Design Review Checklist

First PublishedMay 5, 2026ByAtif Alam

Use this page for a quick pass before a design review or request for comments (RFC). Expand any section via the linked topic page. Full term list: glossary.

1. Requirements

Establish read versus write mix first; it drives caching, replication, and storage shape.
Capture scale targets: daily active users (DAU), expected queries per second (QPS), and storage growth.
Split functional needs from non-functional (latency, availability, durability).
Agree service level agreement (SLA) and service level objective (SLO) targets before committing to a diagram.
Decide strong versus eventual consistency where it matters for user-visible behavior.
Single region versus multi-region (latency, failover, data residency).
Timebox the requirements pass; capture success metrics up front.

Details →

2. Capacity

Order-of-magnitude queries per second (QPS) from daily active users (DAU) and actions per user per day (QPS ≈ DAU × actions / 86400).
Treat writes as often 1–10% of reads unless data says otherwise.
Storage ≈ rows × average row size × retention window.
Bandwidth ≈ queries per second (QPS) × typical payload size.
Show reasoning, not fake precision; identify the likely bottleneck early.

Details →

3. Data model

Structured Query Language (SQL) for relational invariants; Not only SQL (NoSQL) where write volume or schema flexibility dominates.
Normalize first; denormalize for read-heavy, known access paths.
Index foreign keys and real query predicates.
Partition by time or hash when tables outgrow single-node comfort.
Prefer soft deletes when audit trails matter.
Pick shard keys that minimize cross-shard queries.

Details →

4. API

Default to representational state transfer (REST); justify gRPC (remote procedure calls) or GraphQL (graph query language) when the problem benefits.
Hypertext Transfer Protocol (HTTP) POST create, PUT replace, PATCH partial update; HTTP 4xx client errors and HTTP 5xx server errors.
Paginate lists; prefer cursor-based pagination at scale.
Version application programming interfaces (APIs) from the start (for example /v1/...).
Idempotency keys on retryable writes.
Rate limit every public surface.

Details →

5. Scale reads

In-memory cache before leaning on read replicas for hot keys.
Cache-aside for most app-owned caches; set time to live (TTL); stale often beats absent.
Content delivery network (CDN) for static and cacheable edge responses.
Fan-out on write for read-heavy timelines and feeds.
Materialized views (or equivalents) for expensive aggregates.
If hit rate stays well below ~80%, revisit key design or cache placement.

Details →

6. Scale writes

Queues absorb bursts and decouple producers from consumers.
Batch writes to cut round trips where semantics allow.
Asynchronous persistence for non-critical paths; avoid synchronous dual-writes across systems.
Connection pooling at every tier that opens database (DB) connections.
Shard by user or tenant identifier (ID) when horizontal write scale is real.
Measure before sharding; fix the real bottleneck first.

Details →

7. Cache

Cache reads, not writes as a default pattern name.
Cache-aside: app fills on miss; write-through: higher consistency cost, more latency on write path.
Least recently used (LRU) eviction is a common default; tune per workload.
Mitigate cache stampede (probabilistic early expiration, locking, or single-flight).
Mitigate thundering herd (warm paths, staggered time to live (TTL) expirations).
Redis Cluster (or similar) when a single cache node is not enough.

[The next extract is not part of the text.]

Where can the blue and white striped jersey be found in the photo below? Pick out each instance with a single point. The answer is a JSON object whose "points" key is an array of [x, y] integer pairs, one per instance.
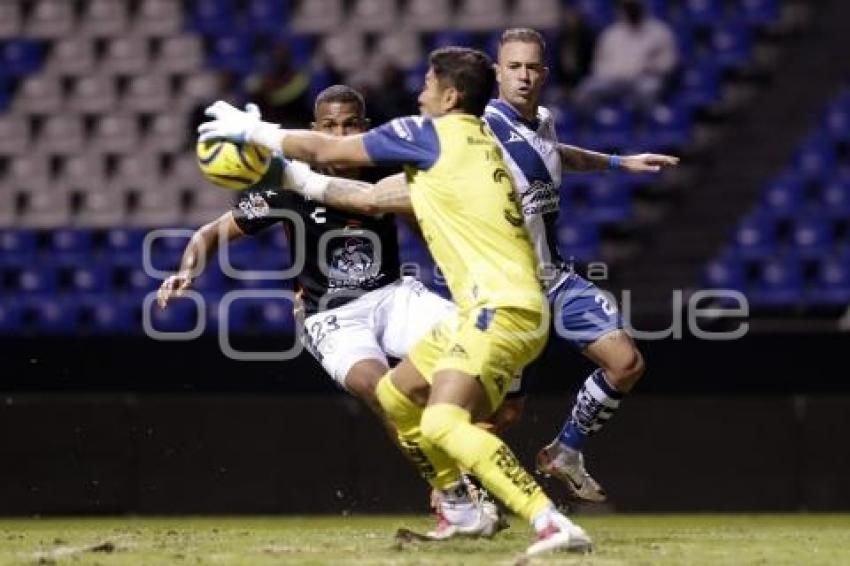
{"points": [[531, 151]]}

Details → (also overlaps read scaling)

8. Consistency

Strong: reads see latest committed writes; eventual: replicas may lag visibility.
Prefer sagas and compensations over two-phase commit for distributed transactions at scale.
Idempotency on consumers to survive duplicates.
Optimistic locking when conflicts are rare.
Explain CAP (consistency, availability, partition tolerance) and PACELC (partition / latency tradeoffs beyond CAP) choices per operation, not as a one-line slogan for the whole system.

Details →

9. Failures

Assume every dependency fails; specify behavior when it does.
Retries with backoff and jitter; cap total attempts.
Circuit breakers to stop cascade overload.
Degrade features instead of hard failing the whole product when possible.
Serve stale reads when the primary data path is down and the product allows it.
Blue/green and similar patterns for safer releases; chaos-style testing in controlled environments.

Details →

10. Observe

Structured logs (for example JavaScript Object Notation (JSON) fields), not unstructured printf-only strings where you need queries.
Metrics: favor percentiles (95th percentile (p95), 99th percentile (p99)) over simple averages for latency.
Traces across service boundaries for latency and dependency insight.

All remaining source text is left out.